Not Fade Away, for those too young, was a Rolling Stone cover song they did in 1964-5. Its a blues song and Stone's brought it back to America then. The movie is about what happened to anyone (mostly guys) between 10-20 yrs. old after the British Invasion of 1964 led by The Beatles and followed by the Rolling Stones. It is about the impact they had- the long hair, the tight jeans, the Beatle boots (actually, Cuban boots), and how millions picked up the guitar and began forming a band, writing their own music. It is about one band who formed and tried through high school and into college to "make it", get a recording contract and be famous. Along the way, the familiar battles between parents and kids about things that seemed alien to them: long hair, rock music, rejection. The girls eye members of the rock band, they love guys with long hair, which was so different at that time. Just being in a band could get you a girl.
Not Fade Away will probably go to DVD fairly quick. It's a two star movie. It is a nostalgic film for those who lived it (as the director did) or for those interested in rock history and the impact The Beatles\Stones\Dylan had. The music is original-early Stones songs and some Beatle and one by The Kinks, their riveting, "All of the Day and All of the Night", which was so ahead of their time.

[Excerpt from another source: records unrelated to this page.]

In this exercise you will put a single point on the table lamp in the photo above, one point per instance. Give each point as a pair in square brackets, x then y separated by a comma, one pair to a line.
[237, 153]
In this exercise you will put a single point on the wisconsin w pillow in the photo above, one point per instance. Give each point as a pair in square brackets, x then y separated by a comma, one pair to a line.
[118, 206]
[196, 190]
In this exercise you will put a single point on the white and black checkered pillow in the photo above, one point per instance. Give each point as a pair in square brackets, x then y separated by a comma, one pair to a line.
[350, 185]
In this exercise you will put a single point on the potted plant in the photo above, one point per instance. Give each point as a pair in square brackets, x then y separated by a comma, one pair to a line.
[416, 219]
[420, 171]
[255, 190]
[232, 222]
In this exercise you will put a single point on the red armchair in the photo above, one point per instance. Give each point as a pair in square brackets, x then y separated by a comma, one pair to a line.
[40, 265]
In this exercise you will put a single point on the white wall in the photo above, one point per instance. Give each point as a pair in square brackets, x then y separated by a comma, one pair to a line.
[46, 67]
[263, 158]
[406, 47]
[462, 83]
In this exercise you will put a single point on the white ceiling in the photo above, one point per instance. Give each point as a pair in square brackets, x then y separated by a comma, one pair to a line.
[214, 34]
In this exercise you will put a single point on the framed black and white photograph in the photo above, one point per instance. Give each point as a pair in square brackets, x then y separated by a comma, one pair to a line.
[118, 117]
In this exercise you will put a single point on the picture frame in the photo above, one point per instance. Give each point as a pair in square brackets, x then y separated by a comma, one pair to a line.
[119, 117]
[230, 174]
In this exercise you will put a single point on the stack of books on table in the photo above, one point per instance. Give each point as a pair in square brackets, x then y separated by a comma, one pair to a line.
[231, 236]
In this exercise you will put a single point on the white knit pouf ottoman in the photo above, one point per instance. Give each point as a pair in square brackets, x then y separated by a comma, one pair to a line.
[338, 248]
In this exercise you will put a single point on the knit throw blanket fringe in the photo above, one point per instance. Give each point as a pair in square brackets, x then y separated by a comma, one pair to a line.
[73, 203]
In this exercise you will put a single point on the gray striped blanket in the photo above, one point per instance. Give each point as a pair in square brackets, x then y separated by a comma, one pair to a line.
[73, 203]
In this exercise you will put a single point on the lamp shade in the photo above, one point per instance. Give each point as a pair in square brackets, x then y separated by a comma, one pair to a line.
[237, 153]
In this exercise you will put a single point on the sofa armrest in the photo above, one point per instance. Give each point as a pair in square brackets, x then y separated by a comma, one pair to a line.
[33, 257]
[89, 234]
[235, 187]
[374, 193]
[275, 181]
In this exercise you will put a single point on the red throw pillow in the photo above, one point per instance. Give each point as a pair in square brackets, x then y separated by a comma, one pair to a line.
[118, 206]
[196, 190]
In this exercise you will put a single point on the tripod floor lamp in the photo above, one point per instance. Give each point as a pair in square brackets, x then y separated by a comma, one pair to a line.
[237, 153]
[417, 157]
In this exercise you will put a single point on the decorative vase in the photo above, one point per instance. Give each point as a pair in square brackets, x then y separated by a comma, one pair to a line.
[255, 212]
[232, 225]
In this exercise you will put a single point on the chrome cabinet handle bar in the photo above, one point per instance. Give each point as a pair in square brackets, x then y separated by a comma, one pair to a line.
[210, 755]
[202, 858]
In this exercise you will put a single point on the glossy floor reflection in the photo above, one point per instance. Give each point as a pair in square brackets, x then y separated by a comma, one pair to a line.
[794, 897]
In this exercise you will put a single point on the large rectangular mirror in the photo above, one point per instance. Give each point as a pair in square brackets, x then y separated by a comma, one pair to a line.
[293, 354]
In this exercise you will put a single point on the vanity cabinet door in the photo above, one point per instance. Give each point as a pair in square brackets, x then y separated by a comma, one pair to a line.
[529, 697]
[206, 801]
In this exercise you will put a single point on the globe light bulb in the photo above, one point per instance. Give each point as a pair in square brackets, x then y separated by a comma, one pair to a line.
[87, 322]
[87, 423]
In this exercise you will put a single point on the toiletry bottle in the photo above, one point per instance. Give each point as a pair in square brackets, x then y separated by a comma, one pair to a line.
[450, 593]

The movie is interesting but could have been better. It is a time piece, but Across the Universe, is much better because it spans the period from 1964-69, a dramatic time in the US when everything changed. Not Fade Away does not have any big stars and shows how the band eventually out grew their obsession to be the next "Stones" as they enter college and change course and interests. Many members stayed in their hometown but some set their sights on California and moved out there to pursue their dreams by 1968. It WAS the place to be, a place where the action was. If you were not there, you were out of the loop.
Of course, Los Angeles still is a magnet for the same reasons. Fame seekers arrive their all the time, everyday. But, in the sixties, it was like, "everything starts on the West Coast in San Fran or LA."
Not Fade Away is ultimately a journey of the lead character pursuing his dream, which began in a rock band and evolved into going to film school in LA. That is where the movie ends. Even though his girlfriend ditched him at a LA party, even though he is hitchhiking home late at night, he grins. He knows he is on the road- the road to fame being in LA.